Overview of the Hurricane Electric IPv6 Certification

Since I’m a fan of IPv6, but getting quite rusty lately (AWS don’t support IPv6 at time of writing at all, and in their grand bullshit tradition of not telling you jack about what’s in the pipeline, we’re left to wonder when, or at this stage perhaps if, IPv6 is coming), I thought it was time to refresh things a bit, so I took a shot at HE’s IPv6 Certification.

Since my ISP also doesn’t support IPv6 (this is 2015 right?), I had to use various third-party providers to get the job done 🙁 I prefer not to give free advertising to anyone not giving back to the community in some way (like I’m basically doing for HE right now), so if you’re stuck, feel free to leave a comment with a valid email address and I’ll shoot you some suggestions.

A basic outline of the test is as follows:

  1. Five-question multiple choice exam on the basics – the answers are mostly found in their IPv6 primer, sort of a gentle push in the right direction.
  2. Test IPv6 connectivity – you have to visit the page from an IPv6-enabled browser. Since I couldn’t pass this part, a bit of Javascript hackery was in order.
  3. Test an IPv6-accessible web server – You place a file in the document root for them to retrieve.
  4. Test IPv6-enabled email – you receive a code via email that you must enter to proceed.
  5. Test working rdns for mail server
  6. Test fully-IPv6 dns resolution – give them a domain and they check for quad-As at every level.
  7. Test IPv6 glue – give them a domain and they check for glue at the root.

Note 1: All practical steps are followed by their own multiple-choice test.
Note 2: You only pass a test once you’ve answered all questions correctly. If you make a mistake, all answers are cleared (some tests have more than 20 questions) and the answer order is randomized.
Note 3: Test questions are interspersed with some marketing research questions about IPv6 adoption.

There are four additional tests you can take (“enthusiast”, “administrator”, “professional”, “guru”) after you’ve completed the tests above.
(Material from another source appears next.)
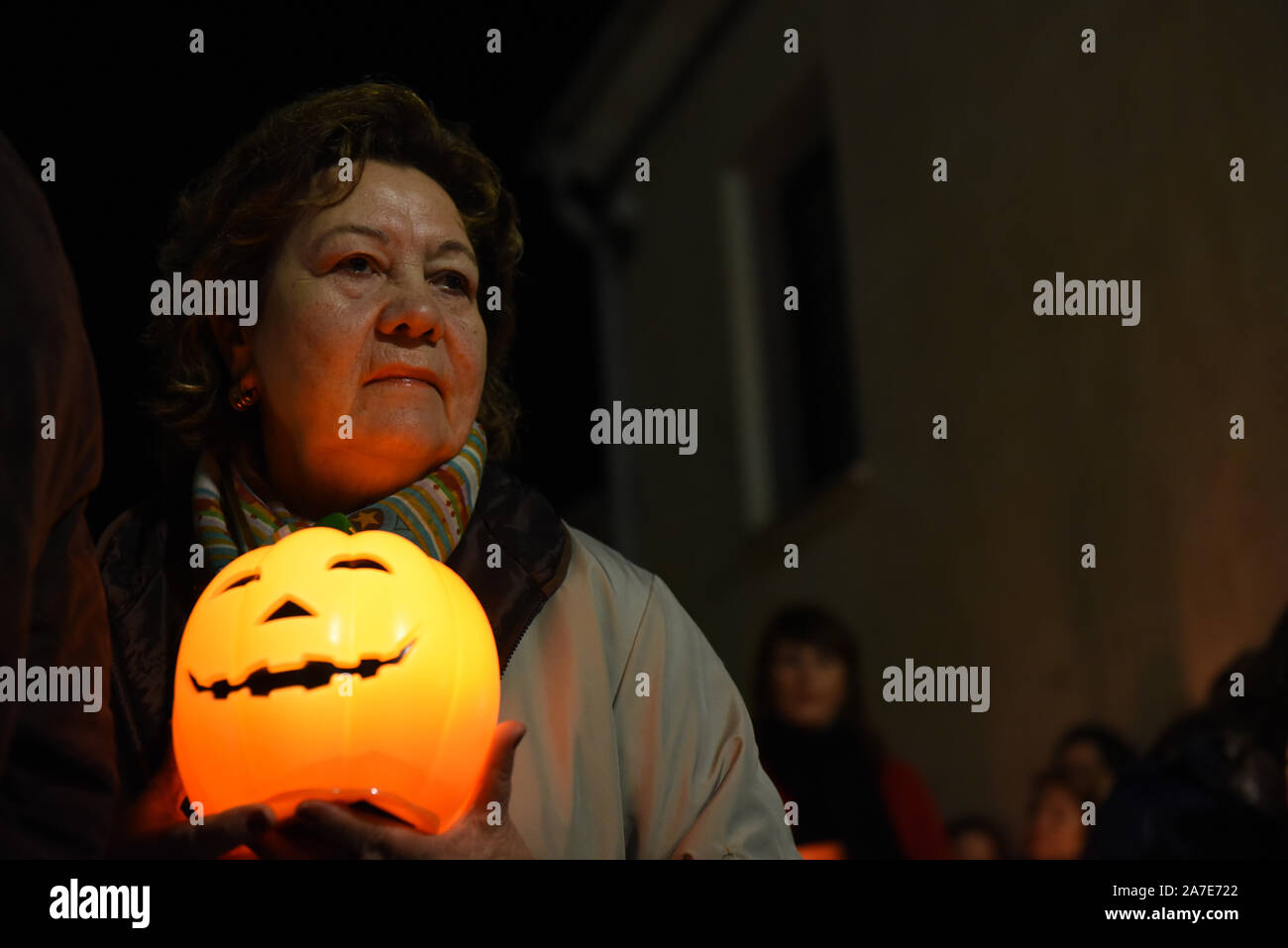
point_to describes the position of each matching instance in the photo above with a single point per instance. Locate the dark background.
(130, 116)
There are no practical elements to them – they’re just multiple-choice quizzes with increasing levels of difficulty. I stopped short of passing guru because I was relying too heavily on guess work. Be prepared to answer questions about uncommon operating systems, obscure prefixes, 6to4 and 4in6, and router commands etc.

And, not to be forgotten, be sure to grab your free swag.